While our OCSEA Ohio Dept. of Job and Family Service customer service representatives (CSRs) in the unemployment division continue to work in overdrive helping Ohio’s unemployed with precision and care, the cracks in the state’s overlooked and overwhelmed jobs program are really showing. The culprits? Understaffing and contractor abuse, says OCSEA leaders in ODJFS.
A bill introduced in the Ohio House, House Bill 614, creates a council on unemployment that could look into these issues plaguing the agency, says the union. ODJFS union leadership are currently reviewing the bill to see how ODJFS bargaining unit employees could be a part of the solution.
Besides the well-publicized outdated IT system and recent data breeches, cuts in staffing over the last decade have decimated Ohio’s unemployment compensation division, particularly in claims in-take and adjudication. In 10 years, ODJFS has sliced more than CSRs from the rolls through attrition and reorganization. This has left the agency struggling when Ohioans need them the most. In 2010, ODJFS employed 976 CSRs. Today, that number is 343, with a skeleton crew of fewer than 270 responsible for unemployment claims.
Even with record unemployment prior to the current health care crisis, employees in the UC division struggled to keep up and were worn thin on the claims-processing side. With Ohio hitting nearly 1 million unemployed workers in April, the situation is dire. That number is nearly triple what it was in March of this year and quadruple what it was during the month of April a year ago. Staff average 500,000 customer calls a day.

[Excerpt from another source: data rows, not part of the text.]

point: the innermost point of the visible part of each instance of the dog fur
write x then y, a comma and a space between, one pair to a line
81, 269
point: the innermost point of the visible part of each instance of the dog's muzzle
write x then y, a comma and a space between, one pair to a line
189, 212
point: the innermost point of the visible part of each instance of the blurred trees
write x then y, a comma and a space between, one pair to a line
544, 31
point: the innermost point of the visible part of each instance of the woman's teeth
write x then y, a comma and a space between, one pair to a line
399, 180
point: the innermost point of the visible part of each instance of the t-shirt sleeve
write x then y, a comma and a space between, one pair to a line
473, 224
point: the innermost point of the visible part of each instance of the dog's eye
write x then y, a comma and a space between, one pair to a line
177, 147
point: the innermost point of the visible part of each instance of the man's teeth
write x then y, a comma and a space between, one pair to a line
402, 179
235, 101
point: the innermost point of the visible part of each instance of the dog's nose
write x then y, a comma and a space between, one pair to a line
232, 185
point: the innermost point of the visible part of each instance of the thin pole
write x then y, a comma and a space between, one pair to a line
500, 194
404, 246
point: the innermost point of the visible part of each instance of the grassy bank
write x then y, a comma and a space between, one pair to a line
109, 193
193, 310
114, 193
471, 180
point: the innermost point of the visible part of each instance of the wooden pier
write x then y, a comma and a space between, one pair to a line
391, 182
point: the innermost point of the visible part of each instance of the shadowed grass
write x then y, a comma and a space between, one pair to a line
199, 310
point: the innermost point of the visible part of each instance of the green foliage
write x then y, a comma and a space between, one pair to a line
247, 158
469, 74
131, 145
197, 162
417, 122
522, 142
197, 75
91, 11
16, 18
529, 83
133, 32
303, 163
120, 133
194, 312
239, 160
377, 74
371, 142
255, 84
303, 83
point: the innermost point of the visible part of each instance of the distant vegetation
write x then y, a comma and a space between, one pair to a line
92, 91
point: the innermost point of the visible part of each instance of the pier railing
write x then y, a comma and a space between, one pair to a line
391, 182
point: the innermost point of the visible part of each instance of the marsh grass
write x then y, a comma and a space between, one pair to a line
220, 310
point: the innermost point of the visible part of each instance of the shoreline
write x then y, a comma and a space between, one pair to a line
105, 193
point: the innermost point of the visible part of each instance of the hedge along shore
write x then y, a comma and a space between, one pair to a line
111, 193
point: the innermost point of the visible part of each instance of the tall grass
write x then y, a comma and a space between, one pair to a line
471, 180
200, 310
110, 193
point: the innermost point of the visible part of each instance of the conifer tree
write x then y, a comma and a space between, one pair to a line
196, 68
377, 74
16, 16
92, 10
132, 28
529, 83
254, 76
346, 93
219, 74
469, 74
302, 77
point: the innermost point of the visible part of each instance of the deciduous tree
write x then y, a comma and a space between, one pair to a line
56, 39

Instead of investing in the current workforce and putting in place a system that will allow Ohio to more easily “scale up” in the case of emergencies, Ohio is now spending millions of dollars in contractor fees to process unemployment claims, including to at least one firm overseas.
The answer to this isn’t more contractors; it’s investing in more full-time permanent staff.
Getting up to speed on unemployment processes is a slow and complex endeavor, especially when contract employees with no history or only a general knowledge of the processes step in. Besides, the recent data breech by Deloitte, who holds a multi-million-dollar contract with ODJFS, is just one example of the risks of handing over government functions to private companies who may not have the best interests of the public in mind or the requisite security protocols in place. Deloitte has been very active in Ohio politics for years and has given a considerable amount of money to those calling the shots in Ohio, including $5,000 to the Governor and Lt. Governor's PAC just as recently as 2019. And it continues to pay off for them despite their cost to taxpayers.
The impact of chronic underfunding of ODJFS is plain for everyone to see. That’s why we are calling for a real investment in ODJFS of several hundred more customer service representatives and an intense focus on ramping up infrastructure.
A year ago, we may not have been able to predict that we'd be in this situation today; however, OCSEA leaders in ODJFS have, for two decades, denounced continual staff cuts and contractor abuse, with particular emphasis on the need to be properly prepared in times of crisis. Those decries, sadly, have fallen on deaf ears.